MANUSCRIPT: NYPL-GR (draft) ADDRESS: Revd Henry Ware--D. D.

1.
Henry Ware ( 1764-1845, Harvard 1785), professor of theology at the Harvard Divinity School, was one of the principal founders of Unitarianism in this country.
2.
On December 29, 1824, Ware, Alden Bradford, and Richard Sullivan invited Bryant, as one "known to take a deep interest in religion," to confer at Boston "on the expediency of appointing an annual meeting for the purpose of union, sympathy, & cooperation in the cause of Christian truth & Christian charity." NYPL-BG. In all likelihood the invitation resulted from Bryant's careful analysis for Andrews Norton, in Letter 90, of the state of religion in Berkshire County.

118. To Messrs. H. C. Carey & I. Lea1

Great Barrington Jan. 15 1825

Gentlemen,

I am very sensible of the compliment you pay me in applying to me as a contributor to your new work along with authors so celebrated as those whom you mention in a letter 〈of the 5 inst.〉 which I have just received from you. 2

You may consider me as a contributor, in my way, that of verse I mean, to the work.

As to the matter of compensation I am too poor to work for nothing and we have a great modern authority for the maxim, that a man ought to be paid as well for the sweat of his brains as that of his brow.

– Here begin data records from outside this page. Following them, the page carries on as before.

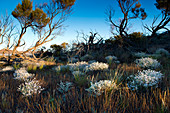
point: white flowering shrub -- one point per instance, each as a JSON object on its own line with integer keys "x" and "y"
{"x": 147, "y": 63}
{"x": 78, "y": 73}
{"x": 86, "y": 57}
{"x": 162, "y": 51}
{"x": 111, "y": 59}
{"x": 140, "y": 54}
{"x": 61, "y": 68}
{"x": 22, "y": 74}
{"x": 77, "y": 66}
{"x": 96, "y": 66}
{"x": 64, "y": 87}
{"x": 145, "y": 78}
{"x": 30, "y": 87}
{"x": 99, "y": 87}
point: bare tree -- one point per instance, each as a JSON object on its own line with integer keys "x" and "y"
{"x": 131, "y": 10}
{"x": 6, "y": 32}
{"x": 164, "y": 6}
{"x": 46, "y": 21}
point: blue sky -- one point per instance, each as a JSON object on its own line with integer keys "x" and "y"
{"x": 89, "y": 15}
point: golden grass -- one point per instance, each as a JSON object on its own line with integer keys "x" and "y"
{"x": 77, "y": 100}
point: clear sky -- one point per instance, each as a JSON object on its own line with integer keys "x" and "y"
{"x": 89, "y": 15}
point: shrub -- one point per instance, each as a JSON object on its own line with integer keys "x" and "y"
{"x": 96, "y": 66}
{"x": 162, "y": 52}
{"x": 77, "y": 66}
{"x": 111, "y": 59}
{"x": 145, "y": 78}
{"x": 147, "y": 63}
{"x": 30, "y": 87}
{"x": 99, "y": 87}
{"x": 22, "y": 74}
{"x": 64, "y": 87}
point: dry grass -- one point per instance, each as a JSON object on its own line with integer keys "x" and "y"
{"x": 77, "y": 100}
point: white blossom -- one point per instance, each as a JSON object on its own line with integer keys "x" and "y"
{"x": 140, "y": 54}
{"x": 22, "y": 74}
{"x": 77, "y": 66}
{"x": 30, "y": 87}
{"x": 64, "y": 87}
{"x": 147, "y": 63}
{"x": 145, "y": 78}
{"x": 99, "y": 87}
{"x": 96, "y": 66}
{"x": 162, "y": 51}
{"x": 78, "y": 73}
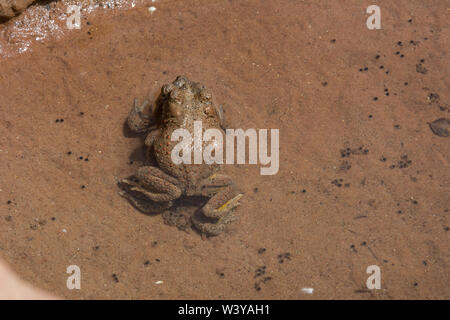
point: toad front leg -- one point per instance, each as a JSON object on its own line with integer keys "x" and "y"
{"x": 217, "y": 212}
{"x": 150, "y": 190}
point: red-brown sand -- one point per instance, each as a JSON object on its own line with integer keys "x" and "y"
{"x": 288, "y": 65}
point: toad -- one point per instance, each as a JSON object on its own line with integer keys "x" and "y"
{"x": 154, "y": 189}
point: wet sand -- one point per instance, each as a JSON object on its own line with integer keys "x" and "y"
{"x": 362, "y": 180}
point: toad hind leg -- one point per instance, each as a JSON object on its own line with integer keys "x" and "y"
{"x": 217, "y": 212}
{"x": 153, "y": 184}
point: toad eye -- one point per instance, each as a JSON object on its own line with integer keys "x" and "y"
{"x": 175, "y": 110}
{"x": 167, "y": 89}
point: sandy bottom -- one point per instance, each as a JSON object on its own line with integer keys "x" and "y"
{"x": 309, "y": 68}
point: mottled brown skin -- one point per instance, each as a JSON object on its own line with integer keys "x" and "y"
{"x": 153, "y": 189}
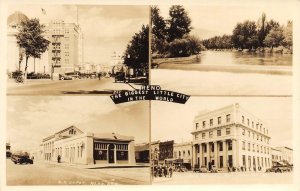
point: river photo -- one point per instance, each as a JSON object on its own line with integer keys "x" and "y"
{"x": 251, "y": 54}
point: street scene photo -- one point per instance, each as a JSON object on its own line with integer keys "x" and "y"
{"x": 76, "y": 49}
{"x": 228, "y": 140}
{"x": 208, "y": 50}
{"x": 75, "y": 140}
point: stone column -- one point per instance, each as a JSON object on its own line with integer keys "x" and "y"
{"x": 216, "y": 153}
{"x": 225, "y": 163}
{"x": 207, "y": 154}
{"x": 234, "y": 151}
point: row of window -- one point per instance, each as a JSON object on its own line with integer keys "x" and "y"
{"x": 211, "y": 135}
{"x": 255, "y": 136}
{"x": 259, "y": 148}
{"x": 257, "y": 125}
{"x": 211, "y": 121}
{"x": 212, "y": 147}
{"x": 182, "y": 153}
{"x": 256, "y": 161}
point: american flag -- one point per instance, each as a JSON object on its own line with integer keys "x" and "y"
{"x": 44, "y": 11}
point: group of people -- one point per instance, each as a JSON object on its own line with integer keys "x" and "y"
{"x": 163, "y": 171}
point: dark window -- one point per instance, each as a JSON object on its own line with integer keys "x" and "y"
{"x": 122, "y": 155}
{"x": 230, "y": 145}
{"x": 211, "y": 122}
{"x": 227, "y": 131}
{"x": 228, "y": 118}
{"x": 100, "y": 154}
{"x": 220, "y": 146}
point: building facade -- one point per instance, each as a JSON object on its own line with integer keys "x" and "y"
{"x": 65, "y": 48}
{"x": 183, "y": 152}
{"x": 286, "y": 154}
{"x": 231, "y": 137}
{"x": 74, "y": 146}
{"x": 142, "y": 153}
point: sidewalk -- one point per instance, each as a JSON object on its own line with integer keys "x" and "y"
{"x": 94, "y": 166}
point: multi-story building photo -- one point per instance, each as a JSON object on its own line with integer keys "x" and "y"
{"x": 72, "y": 145}
{"x": 65, "y": 48}
{"x": 231, "y": 137}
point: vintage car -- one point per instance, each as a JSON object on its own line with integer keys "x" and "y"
{"x": 203, "y": 169}
{"x": 65, "y": 77}
{"x": 280, "y": 167}
{"x": 21, "y": 158}
{"x": 120, "y": 77}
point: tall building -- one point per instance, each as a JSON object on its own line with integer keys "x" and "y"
{"x": 77, "y": 147}
{"x": 65, "y": 48}
{"x": 183, "y": 153}
{"x": 231, "y": 137}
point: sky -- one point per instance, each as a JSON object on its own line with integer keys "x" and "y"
{"x": 211, "y": 20}
{"x": 175, "y": 121}
{"x": 105, "y": 28}
{"x": 32, "y": 118}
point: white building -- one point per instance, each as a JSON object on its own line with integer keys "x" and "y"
{"x": 183, "y": 152}
{"x": 231, "y": 137}
{"x": 78, "y": 147}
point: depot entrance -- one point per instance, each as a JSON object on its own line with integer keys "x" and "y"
{"x": 111, "y": 153}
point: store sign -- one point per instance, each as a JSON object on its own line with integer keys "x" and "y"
{"x": 149, "y": 92}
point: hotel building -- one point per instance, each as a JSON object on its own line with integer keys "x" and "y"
{"x": 183, "y": 153}
{"x": 65, "y": 48}
{"x": 78, "y": 147}
{"x": 231, "y": 137}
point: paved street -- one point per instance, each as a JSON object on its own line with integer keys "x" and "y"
{"x": 226, "y": 178}
{"x": 52, "y": 174}
{"x": 58, "y": 87}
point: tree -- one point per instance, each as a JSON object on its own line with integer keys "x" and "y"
{"x": 245, "y": 35}
{"x": 159, "y": 31}
{"x": 288, "y": 35}
{"x": 274, "y": 38}
{"x": 179, "y": 23}
{"x": 30, "y": 38}
{"x": 262, "y": 30}
{"x": 137, "y": 52}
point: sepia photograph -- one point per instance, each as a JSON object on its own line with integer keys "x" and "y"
{"x": 76, "y": 140}
{"x": 209, "y": 50}
{"x": 228, "y": 140}
{"x": 76, "y": 49}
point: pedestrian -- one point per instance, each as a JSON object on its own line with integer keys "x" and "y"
{"x": 170, "y": 171}
{"x": 58, "y": 158}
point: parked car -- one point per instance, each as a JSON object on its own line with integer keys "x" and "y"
{"x": 203, "y": 169}
{"x": 120, "y": 77}
{"x": 21, "y": 158}
{"x": 65, "y": 77}
{"x": 196, "y": 168}
{"x": 280, "y": 167}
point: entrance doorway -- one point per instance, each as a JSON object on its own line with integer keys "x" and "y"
{"x": 111, "y": 153}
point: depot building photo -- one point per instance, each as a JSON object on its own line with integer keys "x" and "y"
{"x": 72, "y": 145}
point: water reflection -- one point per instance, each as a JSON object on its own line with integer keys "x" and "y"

I do not however wish to fix upon any definite compensa[tion] myself. --I am willing to leave it to you to judge of the value of the articles I shall send you & shall be content with whatever amount you shall think I ought to receive.-- 3

Your obt servt
WM C BRYANT

P. S. I shall expect to receive a copy of the work.

W C BRY'T.

MANUSCRIPT: NYPL-GR (draft).

1.
Henry C. Carey ( 1793-1879) and his brother-in-law Isaac Lea ( 1792-1886) were partners in a highly successful Philadelphia publishing firm ( 1821-1851).
2.
This work was the first American gift annual, The Atlantic Souvenir: A Christmas and New Year's Offering. 1826 ( Philadelphia, 1826). Other writers in the first volume were James Kirke Paulding and Catharine Sedgwick. Carey and Lea's letter is unrecovered.